Nel nostro paese vengono prodotte un milione di tonnellate da 190 varietà diverse. Il 60 per cento di questa produzione è destinato al consumo interno, il restante ha ampliato i mercati: qualità del prodotto e alta ristorazione le chiavi di questo successo

Il riso in Italia abbonda, soprattutto quello di qualità, quello che crea economia. E i produttori italiani che hanno deciso di puntare su questa eccellenza lo stanno promuovendo anche all’estero. Persino a Taiwan. È l’effetto made in Italy di un prodotto che ha forte identità in una parte del nostro paese e che si propone come un mercato neanche troppo di nicchia che fa bene a tutto un sistema. Anche quello turistico. 

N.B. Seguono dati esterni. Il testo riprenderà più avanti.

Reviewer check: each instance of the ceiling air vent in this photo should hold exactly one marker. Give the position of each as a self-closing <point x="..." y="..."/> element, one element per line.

La chiave di valorizzare un prodotto agroalimentare di eccellenza, con tanto di storia e certificazioni, cavalca il made in Italy e rilancia anche un piatto italiano: il risotto. Come dire: vado dal sarto se voglio un risotto come si deve. Scelgo la seta migliore (riso prodotto base) e la affido agli stilisti del riso (gli chef migliori al mondo) per puntare all’alta cucina.

È anche un racconto e una storia di uomini del nostro paese che sa come vendere il suo riso persino a Taiwan. I produttori italiani di riso di qualità destinato all’alta ristorazione sono orgogliosi di questo nuovo fronte turistico-commerciale. 

Stiamo parlando di un milione di tonnellate di riso prodotto in Italia, da 190 varietà diverse: soprattutto Carnaroli, Arborio, Vialone Nano (prima Igp), Roma, Baldo e Santandrea. Fa lavorare 3.700 aziende concentrate per lo più nella Pianura Padana, da Verona fino a Vercelli (ma anche piccole produzioni in Sardegna, Toscana, Calabria e Sicilia). Per un totale di 85mila ettari, il 26 per cento nel Basso Pavese (fonte Ente Nazionale Risi). Il 60 per cento di questa produzione risicola è destinato al consumo interno con una nuova apertura sul mercato internazionale, non solo europeo. Fra i paesi nuovi: Francia ed Est, con la Turchia considerata il miglior cliente del momento. Ma da qualche anno si va anche sul mercato asiatico. 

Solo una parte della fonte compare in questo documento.